Caminando hacia las afueras del lago con agilidad.
Mientras Antoinette intentaba ignorar el extraño, potente y placentero sentimiento que se asentaba en ella cada que tenía contacto con la otra. Pero Tetienne era tan sólo una niña.
Revisando el libro que le fue obsequiado, que contenía poesías escritas por autores anónimos, halló un dibujo que la descolocó. Encendiendo sus mejillas y haciendo cosquillear cada parte de ella.
Un cuerpo femenino desnudo se encontraba parado de puntillas, mirando por una ventana. Cada parte estaba definida, cubierta de pecas, las curvas eran perfectas, y el rostro... Era su rostro.
P. ATDC.
Junio, 1819.
El rubor y el calor se apoderaron de sí, aquella letra la conocía más que bien. Y aunque se sentía halagada, le fue imposible no asustarse.
Pues ella pintaba cuadros de su amiga jugando en el lago, o leyendo. Y ella hacía esto.
Pero le fue imposible negar el sentirse bien con ello.
— ¿Un dibujo mío desnuda, Tetienne? Wow, sí que tienes creatividad —expresó con una sonrisa.
Tetienne palideció, las palabras parecían no poder salir de sus labios.
—Y-yo, ¿e-eso estaba ahí? Relámpagos, Antoinette, cómo lo siento, yo-. Dios, no crees que pienses que tú a mí me-, no...
—Tú a mí sí me atraes, Tetienne de la Espada —soltó—. Y me importa poco y nada el que no tengas un título importante, o propiedades, o castillos. Para mí, tú eres especial.
La pelirroja tomó el rostro de su acompañante, mirando y perdiéndose en el azul oscuro, casi tanto como el vestido que usaba cuando la conoció.
—En las novelas, el príncipe besa a la chica —Tetienne pronunció, sacándole una sonrisa Antoinette.
—En mi novela, la princesa besará a su guerrera.
El mundo estalló al sentir los labios calientes y húmedos de la morena sobre los suyos.
— ¿Por qué no siento que esto está mal? —Tetienne preguntó, mirando los ojos verdes de su princesa.
—Porque tal vez no lo está.
Eran más frecuentes las visitas a escondidas, pero las charlas fueron reemplazadas por besos, caricias y toques electrizantes.

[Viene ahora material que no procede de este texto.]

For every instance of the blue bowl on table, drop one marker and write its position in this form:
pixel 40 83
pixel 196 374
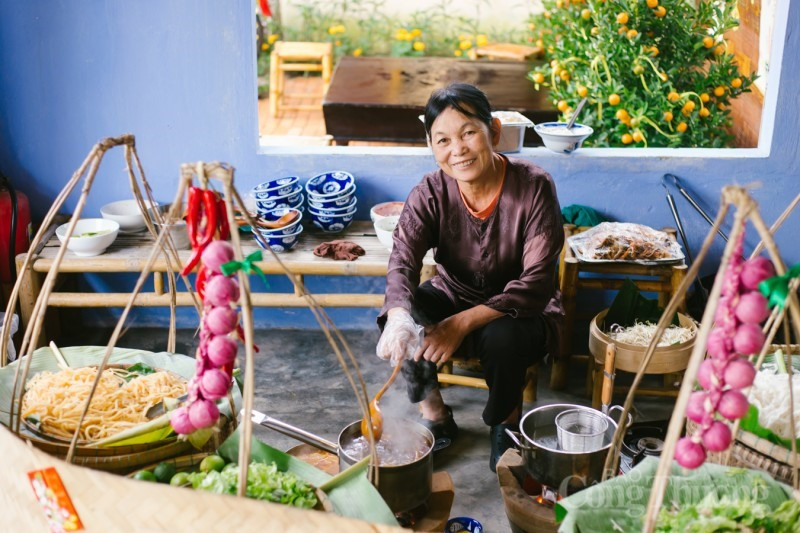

—Preciosa —Antoinette llamó, haciendo a su chica voltear.
— ¿Sí?
—Quiero probar algo —susurró, la morena alzó las cejas— ¿Confías en mí?
—Más que en mi sombra.
Un beso en la frente, y las pecosas manos tomaron los bordes del vestido vinotinto, levantándolo ligeramente.
— ¿Segura, pequeña?
—Contigo, siempre.
Fue la primera vez que se entregaron físicamente a la otra, pues sus almas siempre se pertenecieron, desde incluso antes de haber sido poseedoras de esos cuerpos.